Sorry, what’s this? A brand new portrait of Boris Johnson has been unveiled at the Carlton Club?

Hang on, what’s that? A million-pound donation to Boris Johnson from a single donor – the largest such donation of any kind ever?

Woah woah woah, you what now? “Allies” of Boris Johnson are claiming he’s going to some sort of deal with Rishi Sunak – a safe seat at the next election in return for promising “not to challenge” him before then?

If you really thought you’d seen the last of Boris Johnson, this has been a troubling week. The great used condom in the toilet bowl of British politics remains as stubbornly unflushed as ever. If you’ve not got the stomach for it then look away now, because its swollen tip really would appear to be floating back around the U-bend, back into our lives to taunt us a while longer.

I have lost count of the number of times Boris Johnson has been finished. If I search my Google calendar for “Boris Johnson resignation speech”, I would need to block out an afternoon just to go through the results. He was finished in 2016, he was finished again in 2018, and last year he really was absolutely finished, as long as you’re prepared to ignore the fact that he’s not.
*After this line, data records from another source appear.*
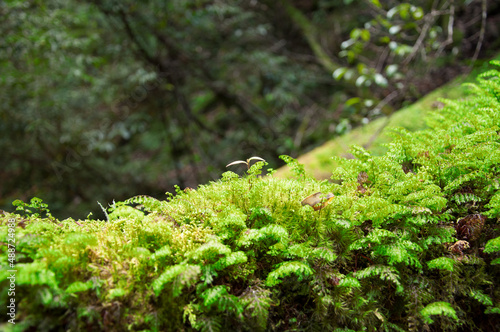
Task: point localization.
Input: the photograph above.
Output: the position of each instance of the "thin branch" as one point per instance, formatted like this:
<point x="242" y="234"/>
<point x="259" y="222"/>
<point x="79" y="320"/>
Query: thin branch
<point x="484" y="15"/>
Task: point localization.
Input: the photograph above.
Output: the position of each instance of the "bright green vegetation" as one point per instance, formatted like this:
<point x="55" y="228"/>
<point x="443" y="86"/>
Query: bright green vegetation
<point x="410" y="241"/>
<point x="373" y="136"/>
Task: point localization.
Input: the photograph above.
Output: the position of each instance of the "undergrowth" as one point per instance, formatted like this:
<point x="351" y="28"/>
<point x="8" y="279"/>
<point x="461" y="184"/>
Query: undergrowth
<point x="409" y="242"/>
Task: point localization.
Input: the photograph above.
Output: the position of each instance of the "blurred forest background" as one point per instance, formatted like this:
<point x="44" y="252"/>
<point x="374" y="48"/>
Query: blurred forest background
<point x="104" y="100"/>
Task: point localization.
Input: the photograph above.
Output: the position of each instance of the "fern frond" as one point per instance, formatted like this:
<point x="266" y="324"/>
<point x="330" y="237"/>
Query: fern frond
<point x="443" y="263"/>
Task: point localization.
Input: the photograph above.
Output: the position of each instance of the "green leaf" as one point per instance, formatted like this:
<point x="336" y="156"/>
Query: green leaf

It is somewhat difficult to get to grips with the terms of any deal he might do with Rishi Sunak. The premise appears to be: give me a safe seat and I won’t get rid of you. Just give me one more chance and in return I promise not to take it. Give me the gun Rishi, and I definitely won’t shoot you.

This, presumably, is how Johnson imagines the scenario plays out. We’re six months or so out from the next election, the country is in utter disarray, Sunak is 20 points or more behind, the Tories panic, as they like to, and decide that only Johnson can save them. If Sunak wants to save himself from such a humiliation, he must do a deal with Johnson now, give him a safe seat and trust him to be true to his word. That he’ll let him lose the election, rather than double-cross him and lose it for him.

Self-evidently, Johnson still thinks he is different from everybody else, that he and he alone can turn things around. It is not true, but there is frustratingly little evidence for it. He still imagines himself to be the great election-winning machine, though the claim does not bear a great deal of scrutiny.

He won London twice, but on both occasions against Ken Livingstone, who had already done two terms by that point and was very much on the slide. He won the 2019 election, though even before Dominic Cummings had turned against him, he would point out that Johnson was personally extremely unpopular, and that the huge result had as much to do with the threat of Jeremy Corbyn and the promise of getting Brexit done (not that it is done). The EU referendum is of course the big one, but that was nevertheless a referendum. Nobody voted for Boris Johnson.

Trouble is, none of that will matter. Johnson still believes there is enough pseudo-evidence there to cajole Rishi Sunak into believing that the party may yet again break glass in case of emergency and reach for him a second time. That they will be in such a state of panic that they won’t consider exactly how it ended the last time.

And he’s probably right. They probably will. Of course, before rushing into any kind of deal, he may wish to consider that the House of Commons privileges committee investigation into Boris Johnson is just about to get underway. It will hear fresh evidence about Partygate, and it will likely end with the former prime minister even more disgraced than he was before. But what will it matter? We will still not be rid of him.